To convince you to try an immersion circulator for cheese making, I decided to break down the process into four simple steps. Naturally, the instructions may differ depending on the type of cheese you make, though the basic steps are as follows:
- Preheat a cooking pot or container to the temperature required by a specific cheese recipe.
- Pour milk and lactic acid into a sous vide bag and seal it thoroughly to prevent water from getting inside. Otherwise, your cheese may turn out soggy. However, a properly closed zip lock bag will also do the job.
- Let the dairy form into cheese for at least 45 minutes. Typically, the perfect timing for most cheese types is about an hour.
- Use a strainer or cloth-lined colander to separate curds from the liquid. Put the cheese in a lidded container and let it chill.
Tips for Using Sous Vide to Make Cheese
Now you know what sous vide cheese is and how to use an immersion circulator for cheese making. In this section, I’ll share top tips for making cheese sous vide like a professional.
Always pasteurize milk before making cheese.
Unpasteurized milk can’t be stored for long, even in the form of cheese. Thus, preheat your sous vide device to 140-145° Fahrenheit and heat milk for about 30 minutes. This way, you’ll get rid of potentially dangerous bacteria and ensure your cheese is safe to store and consume.
Apart from dairy and lactic acid, you can also use other ingredients for a more prominent taste and texture.
For instance, by adding whipped cream and some lemon juice, you can make fantastic mascarpone. Likewise, a bit of salt and whipped cream combined creates fresh ricotta. You can even experiment with adding various herbs and spices, for instance, basil or chili.
Always seal the sous vide bag thoroughly.
As you’re working with liquids here, water getting inside the bag will inevitably mix with the substance, changing its chemical compound. In the best-case scenario, the cheese will turn out soggy. In the worst case, bacteria contained in water will breed inside your cheese. For the very same reason, we advise using boiled water instead of tap water.

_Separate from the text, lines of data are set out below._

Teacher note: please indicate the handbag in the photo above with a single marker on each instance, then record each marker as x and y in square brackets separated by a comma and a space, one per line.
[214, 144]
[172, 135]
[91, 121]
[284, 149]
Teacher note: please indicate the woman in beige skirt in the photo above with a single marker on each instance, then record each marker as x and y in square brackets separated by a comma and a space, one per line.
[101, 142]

Let your cheese drain thoroughly before placing it in the fridge.
This will ensure that it has the right consistency and won’t fall apart.

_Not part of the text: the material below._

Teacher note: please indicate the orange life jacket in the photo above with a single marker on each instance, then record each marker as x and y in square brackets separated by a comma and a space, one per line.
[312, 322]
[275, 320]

Different cheese requires varying preparation times and temperatures. If you’re experimenting with your own recipes, remember this as a rule of thumb.
The longer you heat the dairy, the harder your cheese will turn out. For fresh cheese that’s ideal on sandwiches, 45-60 minutes will be sufficient.
If you want to make a cheese that keeps its shape properly, allow about 1.5 hours.
Hopefully, with the help of this guide, you now know how to make sous vide cheese. Although many are skeptical about it, the fun part is an immersion circulator is, in fact, the ideal device for this purpose.
The main objective is to follow safety measures and determine the right temperature and time.
I suggest making cheese following one of the numerous recipes online a couple of times before starting to experiment on your own.